I got my hands on a copy of NeverWinterNights for Linux the other day, and I’ve been playing it whenever I have spare time at night – what a great RPG. Now before the flame comments start, I’m on record as saying I don’t think it’s ethically crucial that games be free software because they aren’t software to begin with – they are art. At least, they art part is far more important than the programming part.
Which is not to say it’s not very good (and certainly a lot better) when they are free software, but like with music it’s good when it happens, but not evil when it doesn’t.
So back on topic, I really enjoy NWN. It’s rules are familiar to anybody who knows even the basics of DnD or has played Nethack for that matter, and it’s filled with tremendous flexibility of gameplay (as befits an RPG). I haven’t tried the online version at all I must admit, but the single player version is really nice. A compelling storyline with the kind of environment that allows you to live that storyline out.
NWN is of course, 32-bit only but I had no real trouble running it on Bluewhite64, all I had to do was grab the 32-bit SDL packages from slackware.com install them in a temp root and copy the usr/lib files into /usr/lib32 and it worked fine ever since.
I did find one nasty – it doesn’t play (no pun intended) nicely with twinview, putting itself in the middle of the two screens spanning halfway onto each. With Xinerama, it works perfectly. Of course Xinerama on NVidia means no compiz effects but I have also found that with twinview enabled my system is really slow and unstable, using Xinerama instead is much faster and works way better under KDE4.

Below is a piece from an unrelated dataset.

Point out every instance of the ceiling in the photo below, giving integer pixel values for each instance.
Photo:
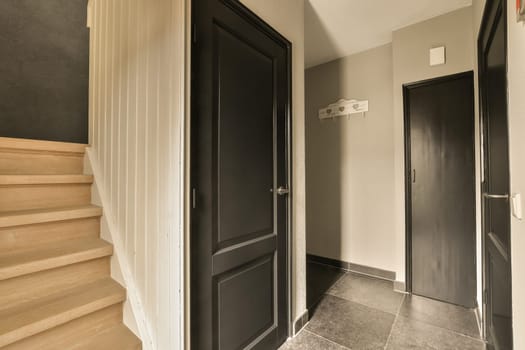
(338, 28)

I made one change though, I don’t run it under KDE at all, seeing as I have two screens, KDE needs to keep managing the one NWN is not on, and it’s not like I can multitask that way since the mouse is trapped inside NWN, so that was just a waste of resources, instead I created a .desktop file to launch NWN by itself and copied it into /usr/share/xsessions, now when I want to play it I just select “Neverwinter Nights” from my session menu on the login screen and log in, when I exit the game I’m back at the login screen. I tend to do this with most heavy-on-resource games anyway and I highly recommend it. Being able to completely switch off your desktop while playing games is just part of the real power that GNU/Linux with it’s immense customization offers over other OS’s.